As this capacity begins to get rolled out – Ryanair, for example, ends it growth hiatus by taking the first of its new order for 737-800s later this year – Europe’s operators are increasingly looking to expand outside of their home market. So it is perhaps inevitable that there will be more direct competition between rivals from the sector.
New bases pit Ryanair against Vueling in Rome Fiumicino and Brussels, and against EasyJet in Athens and Lisbon. Norwegian is expanding at EasyJet’s London Gatwick base, and launching at Vueling’s Barcelona home.
While there is increasing overlap, Oliver Sleath, European airlines analyst at Barclays, believes the main target of the low-cost carriers is still the legacy carriers.
“I don’t think that it is either Vueling or Ryanair’s intention to go and kill other LCCs, it is to take share off the legacy carriers,” says Sleath. But he adds Ryanair “probably has the ego and balance sheet and cost base” to get involved in a price war with a rival if needed.
But he notes, for example, that Ryanair has been operating out of Vueling’s Barcelona home for nearly five years.
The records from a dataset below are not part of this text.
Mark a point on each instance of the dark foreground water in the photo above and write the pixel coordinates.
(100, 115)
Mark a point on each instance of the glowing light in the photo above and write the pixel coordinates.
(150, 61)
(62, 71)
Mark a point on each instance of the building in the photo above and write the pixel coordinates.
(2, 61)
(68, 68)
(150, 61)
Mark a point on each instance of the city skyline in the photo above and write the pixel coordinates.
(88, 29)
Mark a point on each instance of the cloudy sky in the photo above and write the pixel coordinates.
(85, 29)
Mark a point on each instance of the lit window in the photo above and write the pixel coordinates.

The latter has continued to thrive, while Spanair was ultimately the carrier that fell.
Ryanair finance chief Howard Millar, while also stressing the big opportunity is network carriers continuing to cut back, says given the size of its operation and number of airports across it network, “we’re always going to have spats somewhere”. A couple of years ago, that was Wizz at Budapest, he notes. He believes that in such cases Ryanair would feel on “home ground” in any fares war because of its cost base. “Our experience of the low-fare industy is once we are in a fare war, it’s the lowest fare which win by some distance. If it’s a slugging match, it’s the person with the biggest balance sheet and lowest costs that wins,” he says.
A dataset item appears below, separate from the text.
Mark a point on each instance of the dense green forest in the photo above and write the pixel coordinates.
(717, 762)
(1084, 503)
Struggling Alitalia is no doubt in the sights of both Ryanair and Vueling in their moves at Rome Fiumicino – an airport where EasyJet is already firmly established.
It is “too early to say” how increased competition between the three LCCs on routes from the Italian capital will hit yields, says EasyJet chief executive Carolyn McCall. She concedes that it could take six to nine months to “shake out” the market.
The Luton-based airline’s chief says Vueling is competing on both international and domestic routes, while EasyJet focuses on international services and Ryanair primarily on domestic routes. Rome is becoming “increasingly important” for access to Italian markets, she says.